Finding God 8 October 2010
~ by Fr. Jack Bentz, SJ
They say it all began with a cannonball. Saint Ignatius was soldiering along and Wham! a cannonball finally woke him up. Well, it first laid him low and then God was able to get to him. He had a conversion of heart and the rest is the history of the Jesuits. So where is my cannonball? Have you been hit by one?
The size of the hammer God uses to wake us is relative to the hardness of the heart God is trying to break open. Cannonball = very hard heart. Lovely sunset = very, very soft heart. God used a cannonball for Ignatius but used friendship to get to St. Francis Xavier and Peter Faber. Ignatius was their friend during college and that did it. They ended up giving their lives for Christ out of an experience of friendship with someone who had been hit by a cannonball. What is God using to wake you up? One thing seems to be certain– if we keep ignoring sunsets, friendships, good books, and prayer, God will use stronger methods.
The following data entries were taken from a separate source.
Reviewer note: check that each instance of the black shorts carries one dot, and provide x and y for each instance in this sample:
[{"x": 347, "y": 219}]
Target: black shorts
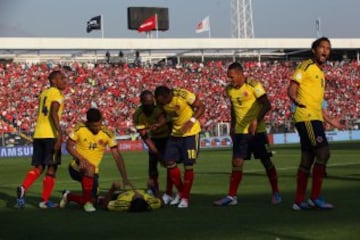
[
  {"x": 182, "y": 149},
  {"x": 77, "y": 176},
  {"x": 245, "y": 145},
  {"x": 312, "y": 135},
  {"x": 44, "y": 152}
]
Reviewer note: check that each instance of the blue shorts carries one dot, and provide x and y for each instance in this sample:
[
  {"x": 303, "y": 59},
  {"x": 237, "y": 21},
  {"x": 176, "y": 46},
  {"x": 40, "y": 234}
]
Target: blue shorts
[
  {"x": 312, "y": 135},
  {"x": 182, "y": 149},
  {"x": 44, "y": 153},
  {"x": 160, "y": 144},
  {"x": 259, "y": 146},
  {"x": 77, "y": 176},
  {"x": 244, "y": 145}
]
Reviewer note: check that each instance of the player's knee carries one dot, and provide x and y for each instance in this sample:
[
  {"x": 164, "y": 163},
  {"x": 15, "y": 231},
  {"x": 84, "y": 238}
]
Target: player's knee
[
  {"x": 170, "y": 164},
  {"x": 38, "y": 169},
  {"x": 267, "y": 163},
  {"x": 189, "y": 167},
  {"x": 237, "y": 162}
]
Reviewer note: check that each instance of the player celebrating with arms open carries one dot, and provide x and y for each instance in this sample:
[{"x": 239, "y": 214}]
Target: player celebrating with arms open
[
  {"x": 47, "y": 141},
  {"x": 184, "y": 109},
  {"x": 306, "y": 91},
  {"x": 249, "y": 104}
]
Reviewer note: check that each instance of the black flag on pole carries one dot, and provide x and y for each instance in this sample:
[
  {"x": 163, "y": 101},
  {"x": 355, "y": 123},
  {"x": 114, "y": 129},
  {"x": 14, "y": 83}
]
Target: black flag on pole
[{"x": 94, "y": 24}]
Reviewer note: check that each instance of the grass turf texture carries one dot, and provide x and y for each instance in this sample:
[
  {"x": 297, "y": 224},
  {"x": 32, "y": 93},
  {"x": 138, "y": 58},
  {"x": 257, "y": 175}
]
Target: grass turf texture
[{"x": 253, "y": 218}]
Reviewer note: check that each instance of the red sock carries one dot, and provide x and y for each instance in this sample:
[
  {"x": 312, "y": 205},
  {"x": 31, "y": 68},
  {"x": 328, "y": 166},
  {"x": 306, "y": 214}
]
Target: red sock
[
  {"x": 30, "y": 177},
  {"x": 272, "y": 176},
  {"x": 48, "y": 186},
  {"x": 155, "y": 182},
  {"x": 318, "y": 175},
  {"x": 302, "y": 178},
  {"x": 87, "y": 186},
  {"x": 188, "y": 181},
  {"x": 235, "y": 180},
  {"x": 75, "y": 198},
  {"x": 175, "y": 177},
  {"x": 169, "y": 185}
]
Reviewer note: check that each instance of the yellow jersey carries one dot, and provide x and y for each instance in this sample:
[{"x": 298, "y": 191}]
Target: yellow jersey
[
  {"x": 123, "y": 201},
  {"x": 311, "y": 90},
  {"x": 45, "y": 128},
  {"x": 244, "y": 105},
  {"x": 179, "y": 110},
  {"x": 91, "y": 146},
  {"x": 143, "y": 121}
]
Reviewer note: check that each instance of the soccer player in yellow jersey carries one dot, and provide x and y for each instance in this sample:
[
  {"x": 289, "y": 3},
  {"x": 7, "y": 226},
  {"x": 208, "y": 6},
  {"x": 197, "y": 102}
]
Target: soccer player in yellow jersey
[
  {"x": 138, "y": 200},
  {"x": 87, "y": 144},
  {"x": 184, "y": 109},
  {"x": 47, "y": 141},
  {"x": 306, "y": 91},
  {"x": 145, "y": 116},
  {"x": 249, "y": 104}
]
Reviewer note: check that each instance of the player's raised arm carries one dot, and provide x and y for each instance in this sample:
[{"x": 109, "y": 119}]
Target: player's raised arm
[{"x": 121, "y": 166}]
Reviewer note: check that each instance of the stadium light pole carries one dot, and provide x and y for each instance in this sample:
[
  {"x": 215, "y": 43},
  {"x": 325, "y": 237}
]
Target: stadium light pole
[{"x": 241, "y": 19}]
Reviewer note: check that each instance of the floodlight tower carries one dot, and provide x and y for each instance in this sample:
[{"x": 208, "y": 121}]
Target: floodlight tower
[{"x": 241, "y": 19}]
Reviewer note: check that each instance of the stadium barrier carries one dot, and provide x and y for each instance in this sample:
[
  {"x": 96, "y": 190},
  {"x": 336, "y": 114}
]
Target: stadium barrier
[{"x": 205, "y": 142}]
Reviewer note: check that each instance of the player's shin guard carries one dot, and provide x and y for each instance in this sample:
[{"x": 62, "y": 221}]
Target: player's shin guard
[
  {"x": 317, "y": 178},
  {"x": 188, "y": 181},
  {"x": 302, "y": 178},
  {"x": 48, "y": 186},
  {"x": 154, "y": 178},
  {"x": 31, "y": 177},
  {"x": 169, "y": 185},
  {"x": 175, "y": 176},
  {"x": 273, "y": 179},
  {"x": 87, "y": 186},
  {"x": 235, "y": 179}
]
We will not like it but God does what it takes.
I doubt Ignatius’ first thought upon being hit by the cannonball was “Ah, yes, this must be dear old God waking me up.” Doubtful. It took a long time for him to see God’s fingerprints on that cannonball. If God can use a cannon God can use disappointment, illness, romantic disasters, death of parents, being fired from a job, and depression to wake us up. Wake us up and force the question of what are we doing with our lives. Obviously, for Ignatius, life as a soldier was over and his life as a companion of Jesus began. What about you? Are you paying attention to God in your life or is there a cannonball headed your direction? How long will it take for you to let God fill you? What will it take?




You, of course, make a good point. I would expect nothing less. Thanks for adding to the conversation.
[Reply]
I’m going to sort of disagree with you. I don’t know that the cannonball that hit Ignatius had God’s fingerprints on it. I think it was only the awakening that had God’s fingerprints on it. So why does it seem that God uses cannonballs, when sunsets do not wake us up? I think that you are asleep to what God says, you will sleep through anything. If you ignore the call to wake up, well, eventually yes, you’re going to get hit by a cannonball. You won’t hear God say “DUCK!” that’s for sure. But when you are listening, then “though a thousand fall at your side, ten thousand at your right hand, near you it shall not come.” That doesn’t mean that being awake will always keep you out of harm’s way. It means you will never ever be hit without some good coming of it. If you are faithful, whatever you go through will bear fruit.
I don’t think this is splitting hairs. The Cross did not have God’s fingerprints on it, after all. The Cross had our fingerprints on it. It is the Resurrection that had God’s fingerprints on it, and that because Jesus was awake to how to be faithful to the Will of God when we nailed him to the Cross. It is not the cannon ball that saves us, then, but God that saves us when we awaken and arise at the sound of God’s voice. That is the message of the Cross: If we listen and remain faithful to what we hear, God can take the worst thing in the world and make it into the best thing in the world. Otherwise, we’re going to take it in the head for nothing, and keep on sleeping.
[Reply]
Kyle Reply:
October 22nd, 2010 at 6:25 pm
I think Fr. Bentz mainly meant that God will speak to us in our most relative realm. If you are a man of war and go to battle, he might have to take you down a few pegs with a cannon ball, but not in the typical flat out “you were just hit with a cannon ball” manner. In the “you now have a lot of time laid up in bed to think about what exactly it is that you have been doing.” Much like the beginning of The Confessions by Saint Augustine when he starts off by explaining that God is all encompassing. God is everywhere, irregardless of wether we like it or not. So, point being, even when we confuse ourselves so far as to go to war and wage against others, God is still there; in us, as a people, and individual. Some people need to be told to move, some people need to be hit, and others, they will wake up later.
And to those who go on sleeping, God has given us great free will.
Also remember that the cross was made of wood. God has given us all potential, and I don’t mean all as in every one of us, because that is true as well. But by all I mean that He has given us potential within its whole. All of it. It’s all about personally acknowledging the ways in which God stirs in us.